Although the process of bootstrapping after LTGR may be stochastic—because of the small numbers of molecules involved—it is entirely possible that which cells are successful, or perhaps the pool of cells that are able to induce at all, is influenced by aspects of cell state that we did not measure. When induction is easy and fast because of initially present transducers, there is no starvation period, and almost any cell can mount the effort required for induction. When induction is slow and requires surviving starvation, fewer cells have the energy or carbon reserves to last until they can bootstrap themselves to the induction level where they can eat galactose. Resource levels may also speed the bootstrapping process itself: When we supplemented cells with glucose after LTGR (Fig 6), they induced more quickly.

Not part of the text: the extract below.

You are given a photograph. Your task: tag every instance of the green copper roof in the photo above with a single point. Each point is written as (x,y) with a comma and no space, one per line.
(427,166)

In a changing environment, cells must constantly adjust their gene expression to take advantage of the energy sources currently available to them. Failing to respond properly can be fatal. Most recent research on how and when yeast cells induce the GAL genes has focused on how information flows through the regulatory network. Here, we provide support for an idea first advanced nearly 70 years ago (Spiegelman et al, 1947) but neglected in recent explorations of this system: that the availability of cellular resources is an important additional constraint on GAL induction.
In addition, we offer a unifying explanation of previously documented cellular memory phenotypes. Others have shown that yeast populations can induce uniformly or bimodally, quickly or slowly, depending on their previous nutrient conditions. We tested whether the Gal1p and Gal3p levels in cells emerging from each of three nutrient histories could explain the differences among the induction patterns, particularly the long delay and bimodal distribution following LTGR. By measuring Gal1p and Gal3p expression levels in thousands of individual cells and using these to create a living version of a mathematical construct—a vector field—we established that the need to bootstrap the Gal1p/Gal3p positive feedback loop from undetectable levels of both transducers contributes to the long lag times and induction variability that characterize the LTGR memory phenotype. By tracking gene expression in individual cells over many hours, we distinguished between growth and induction effects, demonstrating that the minority of cells that manage to achieve GAL induction after LTGR using stored resources come to dominate the population while other cell lineages are lost.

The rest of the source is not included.